Nine Touchstones of Spirituality

Nurture life.

"To honor, respect and support mothers and children. To recognize all people and all beings as connected in the web of life. To embody the intelligent love that is the ground of all being."

Walk in love and beauty.
"To appreciate the infinite diversity of all beings in the natural world, including ourselves and other human beings, and to sense that everything wants to be loved."

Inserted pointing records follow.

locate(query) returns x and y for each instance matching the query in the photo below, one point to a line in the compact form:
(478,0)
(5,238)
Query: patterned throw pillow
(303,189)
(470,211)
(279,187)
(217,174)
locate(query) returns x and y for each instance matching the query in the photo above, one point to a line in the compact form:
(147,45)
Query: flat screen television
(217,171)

Trust the knowledge that comes through the body.
"Take seriously that our bodies are ourselves and that sensation and feeling are the guardians of life. To experience the joy and pain that comes to us through the body. To allow the power of the erotic to lead us to question the denial of pleasure and satisfaction that is inherent in the ethos of domination. Ground ourselves in the earth and to acknowledge our interdependence in the web of life. Trusting body experience also means never giving ourselves over to any authority - no wise man, no guru, no spiritual teacher, no spiritual tradition, no politician, no wise woman, no one."

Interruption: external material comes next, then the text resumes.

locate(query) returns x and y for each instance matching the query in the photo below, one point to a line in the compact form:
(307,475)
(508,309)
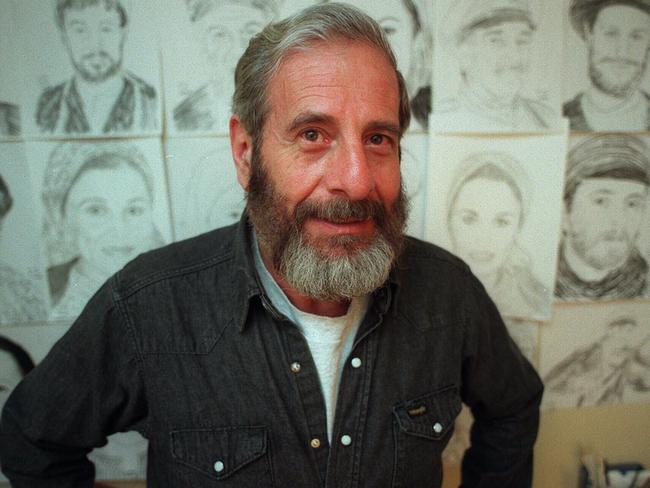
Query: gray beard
(354,272)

Speak the truth about conflict, pain, and suffering.
"Not idealizing life. Not denying the realities of our personal and social lives. For many of us, childhood and other traumas have been intensified because conflict was denied and we were not allowed to feel our pain. Denial is also a social phenomenon . . . Denial is only possible when we sever our minds from our bodies."

Take only what you need.
”Acknowledge that conflict - taking the lives of other beings - is inherent in human life and thus encourages restraint."

Think about the consequences of your actions for seven generations.
"Affirms interconnection and asks us to consider not only our own needs, but those of al our relations for seven generations as we take and give back to the circle of life . . . We are not asked to hold ourselves to impossible models of perfection, but to consider the consequences of our actions on a scale we can comprehend."

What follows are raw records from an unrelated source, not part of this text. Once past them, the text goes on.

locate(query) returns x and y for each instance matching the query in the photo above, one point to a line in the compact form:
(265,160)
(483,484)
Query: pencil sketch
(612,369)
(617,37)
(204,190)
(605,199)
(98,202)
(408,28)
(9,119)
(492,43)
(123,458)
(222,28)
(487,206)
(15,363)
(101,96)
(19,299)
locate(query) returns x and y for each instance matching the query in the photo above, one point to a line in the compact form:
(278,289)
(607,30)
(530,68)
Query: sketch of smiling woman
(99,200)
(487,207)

Approach the taking of life with great restraint.
"Taking only what we need . . . those of us who live in industrialized countries take so much more than we really need without thinking of the lives that are lost. And because as individuals, communities, and societies we so readily resort to violence and warfare to resolve personal, ethnic, and national conflicts."

Practice great generosity.
"If we are to gain the power to act, we must acknowledge that no one of us can take on all the burdens of the world. As we recognize our strengths and forgive our limitations, we can begin to approach others with a generous spirit. A Native American philosophy asks us to always "speak the best of one another and perceive the best in everything." And adds "it is a strenuous discipline in these times to practice this." We must speak the truth about the harm dominator societies are doing to ourselves, to other people, and the web of life. Yet it requires great discipline to understand the harm that white people have done to Native Americans and other people of color without concluding that all white people are mean and that white culture has nothing of value in it . . . Though great harm has been done, very few people or groups have nothing to commend them. When we polarize situations, we make it difficult for our "adversaries" to change, and we begin to perceive ourselves unrealistically as "all good.""

Repair the web.
"We are living in a world where the bonds of relationship and community are broken by violence . . . it calls us to transform our personal relationships, our social and cultural institutions, and our relation to the natural world."